I was getting hooked on the idea of infecting family members with the whitewater flu. I had been trying unsuccessfully to get my daughter, who is two years younger than Jake, to come to a pool session to give kayaking a try. It was time to try a new angle to get the girls in on the action. So, this past Summer we packed up the boats and camping gear and headed west. The plan was to tour around Colorado for a week and let me tell you it was glorious. We camped out during that huge meteor shower, cruised small mountain towns, and Jake and I paddled Browns Canyon.

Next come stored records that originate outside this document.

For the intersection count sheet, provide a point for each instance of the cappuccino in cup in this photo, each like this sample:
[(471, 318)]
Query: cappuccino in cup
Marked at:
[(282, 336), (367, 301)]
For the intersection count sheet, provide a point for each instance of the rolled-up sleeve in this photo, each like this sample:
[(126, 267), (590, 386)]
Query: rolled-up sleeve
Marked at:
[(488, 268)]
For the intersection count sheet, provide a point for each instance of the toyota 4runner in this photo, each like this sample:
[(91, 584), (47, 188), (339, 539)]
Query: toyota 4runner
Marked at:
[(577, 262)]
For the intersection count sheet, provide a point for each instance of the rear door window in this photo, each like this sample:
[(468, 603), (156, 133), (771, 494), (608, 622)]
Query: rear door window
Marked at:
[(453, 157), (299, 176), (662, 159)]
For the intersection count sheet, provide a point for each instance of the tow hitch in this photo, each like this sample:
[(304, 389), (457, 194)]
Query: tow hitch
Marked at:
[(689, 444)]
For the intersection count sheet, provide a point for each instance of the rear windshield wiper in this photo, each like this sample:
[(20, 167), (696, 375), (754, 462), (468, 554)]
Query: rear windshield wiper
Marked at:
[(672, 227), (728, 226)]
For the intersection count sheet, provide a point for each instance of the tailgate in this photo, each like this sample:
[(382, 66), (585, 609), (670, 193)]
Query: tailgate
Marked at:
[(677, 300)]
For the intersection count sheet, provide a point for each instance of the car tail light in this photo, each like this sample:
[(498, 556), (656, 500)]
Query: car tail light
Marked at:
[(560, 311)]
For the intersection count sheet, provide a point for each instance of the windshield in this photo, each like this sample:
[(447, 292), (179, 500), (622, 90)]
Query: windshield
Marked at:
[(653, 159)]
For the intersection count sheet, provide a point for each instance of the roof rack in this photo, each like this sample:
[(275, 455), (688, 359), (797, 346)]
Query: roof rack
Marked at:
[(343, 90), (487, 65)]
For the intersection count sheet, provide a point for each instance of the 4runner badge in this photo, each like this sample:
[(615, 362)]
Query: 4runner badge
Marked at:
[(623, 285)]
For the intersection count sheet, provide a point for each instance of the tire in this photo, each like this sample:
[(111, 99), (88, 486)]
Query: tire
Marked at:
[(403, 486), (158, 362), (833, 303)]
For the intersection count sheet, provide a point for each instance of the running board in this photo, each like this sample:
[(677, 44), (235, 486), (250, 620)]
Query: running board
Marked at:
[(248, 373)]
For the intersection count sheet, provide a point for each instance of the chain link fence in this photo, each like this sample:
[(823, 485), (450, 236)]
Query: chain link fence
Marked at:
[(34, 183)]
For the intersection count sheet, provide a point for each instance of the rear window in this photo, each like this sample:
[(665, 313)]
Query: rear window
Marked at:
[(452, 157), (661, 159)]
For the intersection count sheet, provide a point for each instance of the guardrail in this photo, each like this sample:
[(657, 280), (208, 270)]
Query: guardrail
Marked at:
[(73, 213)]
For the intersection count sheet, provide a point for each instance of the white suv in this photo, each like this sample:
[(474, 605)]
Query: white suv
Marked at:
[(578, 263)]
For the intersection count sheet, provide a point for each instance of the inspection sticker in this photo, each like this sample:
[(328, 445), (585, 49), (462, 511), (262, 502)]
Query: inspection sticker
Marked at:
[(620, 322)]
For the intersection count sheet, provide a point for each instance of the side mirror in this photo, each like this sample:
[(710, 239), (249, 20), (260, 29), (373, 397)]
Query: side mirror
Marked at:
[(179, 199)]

It was a perfect bluebird day and I was sharing a familiar old run with my son. I’ll spare you the play by play, but I will tell you that I got kinda nervous bringing a loved one near the Toilet Bowl again. Jake cleaned it, but after seeing the bowl up close he questioned why in the hell I would bring a date with no experience in there. “No wonder Mom isn’t interested in boating. If you would’ve thrown me in there for a swim my first time out I wouldn’t want to paddle either.”
OK OK, I was young and made a mistake, a monster lapse in judgement that I’ve been trying to live down ever since. My girls didn’t paddle on that trip, but they seemed to embrace the dirtbag lifestyle, so it’s only a matter of time. Boating with with family is where it’s at, so if you haven’t tried it you should grab your kid, mother, father, sister or brother and hit the river.
EDITOR’S DESK- Joe is a DBP Admin and Staff Writer for our Magazine. He has written about the Mayer Family trip down the New River (photos courtesy Mike Sawyer) and HIS first big Wallace, oddly enough in a rapid called Toilet Bowl in Gore Canyon. Come meet Joe and other members of the Staff at the National Paddling Film Festival in Frankfort, KY (details, along with MANY OTHER FESTS, RACES, AND SUCH AROUND THE WORLD! on our Events Calendar) and buy him a craft beer from the free kegs!
WE ALSO ASKED JOE’S SON JAKE to weigh in on Dirtbaggin’ and Family. Let’s face it, not many teens think hangin’ with ole Dad and his Buddies is very cool… Unless you happen to be sending Class IV and V with the Dirt Bag Paddlers! We will let Jake close it out…
Mixing family relationships with the raucous tendencies of the paddling community has been interesting since I was introduced to it by my father. Having to assure the Old Man that I’m fine after a bad Wallace, enduring a somewhat cramped tent, and many podcasts and conversations in the car trips; these are some things that I’ve grown used to and fond of when we anticipate another trip.
Overall though, I’m asking myself what I can do on the next river to become a better paddler. Kayaking is one of the first hobbies I’ve had that truly makes me feel that inner competition; that need to figure out how to style a certain feature, stay upright in the squirelliest of water, and dominate as many rapids as possible with style. This makes a potent combination with the existential angst and frustration that teenage years bring, along with extended time spent with my father. Listening to his old stories about paddling and life, exchanging thoughts and views, and gaining new experiences together have been very good overall for both me and him.
2017 will be my third season paddling, and I always feel humbled when our friends talk about my skill, but I have to say that even I surprise myself sometimes. But that doesn’t mean there’s nothing to improve upon. This year’s resolution is to start working on waterfalls!